You are considered fully vaccinated:


2 weeks (14 days) after your dose of an accepted single-dose vaccine
2 weeks (14 days) after your second dose of an accepted 2-dose series
2 weeks (14 days) after you received the full series of an accepted COVID-19 vaccine (not placebo) in a clinical trial
2 weeks (14 days) after you received 2 doses of any “mix-and-match” combination of accepted COVID-19 vaccines administered at least 17 days apart*
Get fully vaccinated as per above. What the EU regards as fully vaccinated is not what the US decides.


----------



## boeingman (6 mo ago)

Crawford said:


> *Are you Fully Vaccinated for Air Travel to the United States?*
> 
> You are considered fully vaccinated:
> 
> ...


Thank you, is the covid certificate checked at point of entry into USA or validated already on the EU side? I have not travelled to the states since mandatory covid vaccine requirement.


----------



## Crawford (Jan 23, 2011)

Validate by the airline on departure and checked again at entry to US as I understand.


----------



## boeingman (6 mo ago)

Crawford said:


> Validate by the airline on departure and checked again at entry to US as I understand.


Thank you again, I have a final question as you seem very knowledgeable.

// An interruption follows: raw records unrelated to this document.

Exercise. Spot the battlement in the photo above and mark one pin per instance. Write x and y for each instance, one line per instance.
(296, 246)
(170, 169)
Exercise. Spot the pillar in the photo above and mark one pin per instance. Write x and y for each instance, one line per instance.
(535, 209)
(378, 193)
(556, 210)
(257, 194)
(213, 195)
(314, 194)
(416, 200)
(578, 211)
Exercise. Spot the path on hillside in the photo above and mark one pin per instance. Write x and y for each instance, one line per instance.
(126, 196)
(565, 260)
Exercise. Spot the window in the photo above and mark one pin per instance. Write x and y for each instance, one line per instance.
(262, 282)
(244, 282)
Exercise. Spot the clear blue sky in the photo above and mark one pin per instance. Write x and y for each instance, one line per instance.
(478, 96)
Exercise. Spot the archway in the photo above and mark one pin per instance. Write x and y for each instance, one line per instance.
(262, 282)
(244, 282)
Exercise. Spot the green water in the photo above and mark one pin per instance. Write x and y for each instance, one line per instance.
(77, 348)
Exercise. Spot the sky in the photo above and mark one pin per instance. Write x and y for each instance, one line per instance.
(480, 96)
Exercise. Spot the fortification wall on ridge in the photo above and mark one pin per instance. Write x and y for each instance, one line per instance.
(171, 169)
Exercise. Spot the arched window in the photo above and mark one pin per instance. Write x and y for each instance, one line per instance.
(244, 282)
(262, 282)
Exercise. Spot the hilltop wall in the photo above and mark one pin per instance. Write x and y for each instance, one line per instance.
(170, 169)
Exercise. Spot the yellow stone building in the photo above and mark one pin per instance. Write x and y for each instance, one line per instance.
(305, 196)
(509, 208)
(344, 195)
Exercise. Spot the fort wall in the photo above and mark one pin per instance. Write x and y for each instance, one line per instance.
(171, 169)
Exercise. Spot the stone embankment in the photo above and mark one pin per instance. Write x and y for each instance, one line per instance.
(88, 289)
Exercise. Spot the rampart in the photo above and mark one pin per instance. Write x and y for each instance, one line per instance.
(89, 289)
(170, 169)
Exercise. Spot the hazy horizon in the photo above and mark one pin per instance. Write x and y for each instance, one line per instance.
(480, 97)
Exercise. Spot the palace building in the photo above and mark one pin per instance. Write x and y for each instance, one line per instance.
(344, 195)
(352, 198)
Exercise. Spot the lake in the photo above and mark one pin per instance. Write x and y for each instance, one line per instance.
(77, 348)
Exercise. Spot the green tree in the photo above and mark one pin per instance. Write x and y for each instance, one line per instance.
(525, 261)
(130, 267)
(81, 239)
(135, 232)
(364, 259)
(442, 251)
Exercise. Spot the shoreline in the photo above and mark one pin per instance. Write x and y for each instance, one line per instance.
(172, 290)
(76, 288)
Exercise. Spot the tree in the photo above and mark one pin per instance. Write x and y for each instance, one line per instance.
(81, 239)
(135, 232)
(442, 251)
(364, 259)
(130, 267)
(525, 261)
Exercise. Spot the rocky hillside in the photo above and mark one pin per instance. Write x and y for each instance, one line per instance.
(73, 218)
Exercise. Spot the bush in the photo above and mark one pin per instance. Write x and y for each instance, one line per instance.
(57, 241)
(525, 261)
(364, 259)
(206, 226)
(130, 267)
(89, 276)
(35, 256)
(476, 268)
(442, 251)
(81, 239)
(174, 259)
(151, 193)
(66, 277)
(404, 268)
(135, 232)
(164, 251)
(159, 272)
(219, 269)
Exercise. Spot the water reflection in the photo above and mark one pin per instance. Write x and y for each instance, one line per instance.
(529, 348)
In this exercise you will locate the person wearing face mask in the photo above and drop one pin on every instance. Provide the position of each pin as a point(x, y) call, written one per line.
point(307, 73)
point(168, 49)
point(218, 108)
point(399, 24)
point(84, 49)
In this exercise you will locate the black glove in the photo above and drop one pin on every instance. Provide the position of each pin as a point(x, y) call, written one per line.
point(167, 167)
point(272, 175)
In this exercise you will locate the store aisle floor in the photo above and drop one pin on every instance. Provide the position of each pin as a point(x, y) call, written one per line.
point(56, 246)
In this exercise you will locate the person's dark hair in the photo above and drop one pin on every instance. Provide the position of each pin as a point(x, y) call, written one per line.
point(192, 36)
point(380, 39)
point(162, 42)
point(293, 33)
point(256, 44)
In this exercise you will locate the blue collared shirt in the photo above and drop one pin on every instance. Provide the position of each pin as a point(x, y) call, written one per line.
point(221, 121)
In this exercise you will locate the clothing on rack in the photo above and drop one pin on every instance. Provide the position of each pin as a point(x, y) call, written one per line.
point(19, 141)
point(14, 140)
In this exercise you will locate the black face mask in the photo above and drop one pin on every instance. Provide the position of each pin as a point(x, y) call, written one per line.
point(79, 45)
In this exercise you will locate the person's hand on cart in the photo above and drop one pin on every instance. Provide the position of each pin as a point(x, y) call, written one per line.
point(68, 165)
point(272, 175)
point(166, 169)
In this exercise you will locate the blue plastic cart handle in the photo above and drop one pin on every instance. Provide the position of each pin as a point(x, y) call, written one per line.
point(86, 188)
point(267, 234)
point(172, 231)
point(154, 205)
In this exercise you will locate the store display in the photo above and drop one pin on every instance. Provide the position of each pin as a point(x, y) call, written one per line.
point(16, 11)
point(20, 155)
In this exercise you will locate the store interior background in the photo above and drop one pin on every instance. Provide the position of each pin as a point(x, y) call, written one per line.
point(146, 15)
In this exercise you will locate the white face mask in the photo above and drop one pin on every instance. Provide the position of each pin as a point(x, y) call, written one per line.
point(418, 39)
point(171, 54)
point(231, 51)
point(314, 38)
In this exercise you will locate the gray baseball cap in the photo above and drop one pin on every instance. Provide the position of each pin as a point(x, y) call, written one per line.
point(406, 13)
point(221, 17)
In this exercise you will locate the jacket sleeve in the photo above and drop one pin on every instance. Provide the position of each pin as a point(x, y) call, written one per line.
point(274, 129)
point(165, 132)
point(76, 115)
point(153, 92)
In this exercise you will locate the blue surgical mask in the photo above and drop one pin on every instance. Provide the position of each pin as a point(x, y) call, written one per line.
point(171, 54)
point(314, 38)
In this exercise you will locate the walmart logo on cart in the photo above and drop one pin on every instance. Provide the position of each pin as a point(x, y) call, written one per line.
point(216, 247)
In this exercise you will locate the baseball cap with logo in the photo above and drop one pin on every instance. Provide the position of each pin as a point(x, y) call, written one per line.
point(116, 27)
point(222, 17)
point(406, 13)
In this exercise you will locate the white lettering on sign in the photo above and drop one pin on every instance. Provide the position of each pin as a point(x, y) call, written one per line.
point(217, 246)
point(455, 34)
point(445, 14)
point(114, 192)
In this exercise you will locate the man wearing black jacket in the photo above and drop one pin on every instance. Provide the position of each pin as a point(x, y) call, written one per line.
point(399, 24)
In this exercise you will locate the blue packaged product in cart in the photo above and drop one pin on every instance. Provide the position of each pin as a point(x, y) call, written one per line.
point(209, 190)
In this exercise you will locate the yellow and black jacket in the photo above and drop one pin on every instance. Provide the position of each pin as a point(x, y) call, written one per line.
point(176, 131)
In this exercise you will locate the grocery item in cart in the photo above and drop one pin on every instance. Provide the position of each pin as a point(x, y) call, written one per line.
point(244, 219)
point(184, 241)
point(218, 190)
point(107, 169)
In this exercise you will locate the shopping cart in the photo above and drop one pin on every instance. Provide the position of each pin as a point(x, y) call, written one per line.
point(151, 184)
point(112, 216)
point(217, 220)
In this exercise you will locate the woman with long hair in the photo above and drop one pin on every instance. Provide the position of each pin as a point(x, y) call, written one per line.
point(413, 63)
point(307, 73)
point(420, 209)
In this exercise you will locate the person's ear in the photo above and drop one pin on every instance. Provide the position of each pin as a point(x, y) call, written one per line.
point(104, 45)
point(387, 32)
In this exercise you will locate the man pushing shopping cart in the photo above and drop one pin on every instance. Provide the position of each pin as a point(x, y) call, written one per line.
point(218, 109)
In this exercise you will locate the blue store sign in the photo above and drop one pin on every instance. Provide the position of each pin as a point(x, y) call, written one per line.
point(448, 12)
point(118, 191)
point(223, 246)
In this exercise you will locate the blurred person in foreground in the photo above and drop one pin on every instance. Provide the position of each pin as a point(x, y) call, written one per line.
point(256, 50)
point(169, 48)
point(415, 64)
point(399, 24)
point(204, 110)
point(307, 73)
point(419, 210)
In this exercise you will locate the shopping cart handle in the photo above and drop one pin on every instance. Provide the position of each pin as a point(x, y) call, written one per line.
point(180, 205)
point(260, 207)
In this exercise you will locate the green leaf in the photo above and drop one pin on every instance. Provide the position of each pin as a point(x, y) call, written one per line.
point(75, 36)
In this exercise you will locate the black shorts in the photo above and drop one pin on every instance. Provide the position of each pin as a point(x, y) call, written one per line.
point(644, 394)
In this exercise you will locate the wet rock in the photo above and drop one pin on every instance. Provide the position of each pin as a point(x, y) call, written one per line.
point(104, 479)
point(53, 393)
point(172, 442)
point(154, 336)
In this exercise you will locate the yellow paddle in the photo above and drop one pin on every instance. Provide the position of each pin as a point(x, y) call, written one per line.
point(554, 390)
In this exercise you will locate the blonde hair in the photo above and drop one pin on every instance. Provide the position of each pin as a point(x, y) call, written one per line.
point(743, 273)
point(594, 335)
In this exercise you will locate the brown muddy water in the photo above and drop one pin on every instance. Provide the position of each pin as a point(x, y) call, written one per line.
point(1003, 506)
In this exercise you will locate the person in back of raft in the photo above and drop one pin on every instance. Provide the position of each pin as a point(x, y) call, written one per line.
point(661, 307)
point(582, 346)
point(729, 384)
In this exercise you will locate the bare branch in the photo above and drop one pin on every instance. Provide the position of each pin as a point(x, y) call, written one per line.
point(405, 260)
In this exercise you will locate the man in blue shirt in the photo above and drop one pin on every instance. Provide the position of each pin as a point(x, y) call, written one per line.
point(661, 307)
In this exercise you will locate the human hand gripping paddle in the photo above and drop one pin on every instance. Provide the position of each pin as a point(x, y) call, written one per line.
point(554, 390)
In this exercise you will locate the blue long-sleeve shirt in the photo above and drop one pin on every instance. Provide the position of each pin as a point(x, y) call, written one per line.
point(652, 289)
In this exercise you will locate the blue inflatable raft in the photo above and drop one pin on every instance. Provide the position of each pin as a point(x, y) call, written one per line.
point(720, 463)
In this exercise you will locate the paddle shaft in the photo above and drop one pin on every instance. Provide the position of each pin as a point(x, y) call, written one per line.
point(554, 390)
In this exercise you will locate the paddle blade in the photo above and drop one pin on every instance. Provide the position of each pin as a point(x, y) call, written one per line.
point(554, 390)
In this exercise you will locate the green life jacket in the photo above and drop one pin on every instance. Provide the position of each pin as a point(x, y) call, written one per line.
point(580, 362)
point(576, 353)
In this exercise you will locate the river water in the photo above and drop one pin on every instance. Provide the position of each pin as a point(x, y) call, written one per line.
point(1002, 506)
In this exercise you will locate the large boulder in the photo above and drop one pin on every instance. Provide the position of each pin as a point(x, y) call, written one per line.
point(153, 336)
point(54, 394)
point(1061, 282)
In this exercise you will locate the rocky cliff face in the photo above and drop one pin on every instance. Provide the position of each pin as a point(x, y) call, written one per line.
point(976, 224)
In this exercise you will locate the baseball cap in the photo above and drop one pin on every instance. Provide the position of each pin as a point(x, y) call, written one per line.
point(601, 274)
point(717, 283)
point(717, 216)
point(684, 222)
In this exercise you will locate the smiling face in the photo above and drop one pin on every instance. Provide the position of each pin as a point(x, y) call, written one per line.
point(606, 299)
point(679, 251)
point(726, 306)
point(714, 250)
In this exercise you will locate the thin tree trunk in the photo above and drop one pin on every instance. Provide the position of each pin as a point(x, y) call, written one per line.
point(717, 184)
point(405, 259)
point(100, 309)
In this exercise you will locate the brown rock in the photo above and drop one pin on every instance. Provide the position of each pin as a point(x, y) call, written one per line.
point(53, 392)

We are thinking of different options as my wife is starting her holiday very shortly and unable to reschedule it so our timeline is a bit tight as it is not possible to get *two* vaccines before her holiday period is over, so we are trying to see if there are ways in with just a *single* vaccine dose + recovery.

*The workaround theory;*

Admittance into *Canada, Toronto* seems doable with just a single dose + recovery from Covid, what if I flew into Toronto, and then rented a car and crossed the border by Land instead of Air?


----------



## Crawford (Jan 23, 2011)

*COVID-19 Information – Canada*
Home / COVID-19 Information – Canada

_Last updated June 13, 2022 at 8:42am EST._
All non-immigrant, non-U.S. citizen air travelers to the United States must be fully vaccinated and provide proof of vaccination status prior to boarding an airplane to the United States. In addition, fully vaccinated foreign nationals may also enter the United States at land ports of entry (POE) and ferry terminals.
Exemptions will be considered on an extremely limited basis. Please contact your nearest embassy or consulate to apply for an exemption. Please visit the CDC webpages for more information about exemptions and the requirement for proof of negative COVID-19 test or recovery from COVID-19 for all air passengers arriving in the United States.


----------



## Harry Moles (11 mo ago)

boeingman said:


> ...due to this entry requirement I feel a bit forced to take the vaccination.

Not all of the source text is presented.